A proposal from Mata involves preparing a network design blueprint-a sophisticated document that can take hours of time from Mata and his technicians, who bill at $125 an hour.

“We did proposals like they went out of style,” Mata recalls.

Mata says he’s learned to value both his information and his time. “Proposals don’t take me to the bank,” he says. “In our industry as a whole, some people willingly give this information away. … Everything in our industry is a commodity.”

Now, Mata gives a bid if the network is already designed. That takes less than an hour to prepare. But he tells clients he’ll charge for a full proposal if they don’t hire him.

He acknowledges that it’ll take a while to change the industry mindset.

“One guy even threatened to report me to the Better Business Bureau,” Mata laughs, “because I wanted to charge him for a proposal.

“I’m sure there are a handful of clients we lose because we don’t do proposals,” he adds, but he says he believes the time saved more than pays for the occasional job he loses.

Talking money isn’t taboo

Many sales programs teach people to skirt the dollar-sign issue until the prospect is locked in. Mata takes the opposite approach. “I find out whether price is an issue almost immediately.
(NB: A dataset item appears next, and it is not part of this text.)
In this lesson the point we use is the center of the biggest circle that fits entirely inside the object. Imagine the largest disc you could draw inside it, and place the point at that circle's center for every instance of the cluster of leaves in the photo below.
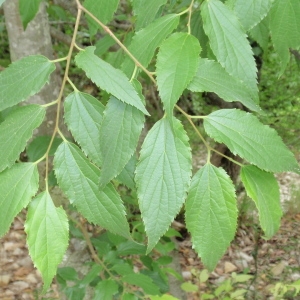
(214, 55)
(117, 272)
(279, 98)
If so, we get out.

“If $2,000 is your maximum for a certain project, I’ll say, ‘I’ve got to stop you right now. I’m going to tell you I don’t think I can do this for that price. … You’re talking $15,000 to do all of these things.’

“I look to see if you fall off of your chair,” he says. If the project is completely unaffordable, Mata wants to know now because he won’t try to talk someone into spending more money than they plan.

Don’t apologize if you’re expensive

Besides wasting Mata’s time, proposals have actually worked against him because he tends to be higher priced. He doesn’t try to hide that, but finds that it doesn’t serve him well to have his detailed numbers sprawled out before a client knows what they mean.

Bill Art of Sandler suggests that vendors such as Mata can reply to a request for a proposal by saying, “I can’t remember the last time I was the low bidder.”

Mata is more direct. “I tend to be the highest price.”

And he doesn’t apologize for that.

“Wal-Mart is very inexpensive. They have economies of scale to their advantage. Being a much smaller company, you don’t have that.”

He tells people: You get what you pay for.

Accept “no” as a good answer

Salespeople are conditioned to dread the word “no.” But it’s a good answer if it keeps them from wasting time.

When Mata’s on a sales call, he says, ” ‘Yes’ is OK. ‘No’ is OK. ‘I’ve got to think it over’ is not OK.”

Definitive “yes” answers don’t necessarily mean a signed contract, but an agreement that it’s worth taking the next step toward a decision. Mata establishes “continual up-front contracts” of expectations, so both sides know what to anticipate from a given conversation.

Close deals faster

When Mata planned budgets and cash flow previously, he knew that the average time from first meeting to contract was three to five months.

Today, it’s two to five weeks.

“I wanted to reduce my product cycle,” he says. “It was hurting the business.”

Most of the decrease stems from all the wasted meetings Mata and his staff no longer attend. “It was a lot of chasing the wrong prospects and starting to target the audience we wanted.”

Not even halfway through 1998, Mata expects to nearly triple sales again this year, projecting $2.5 million to $3 million. How much has the new sales approach meant to his business?

“How about everything?” Mata answers quickly. “It’s part of the culture now. It might have even saved my business.”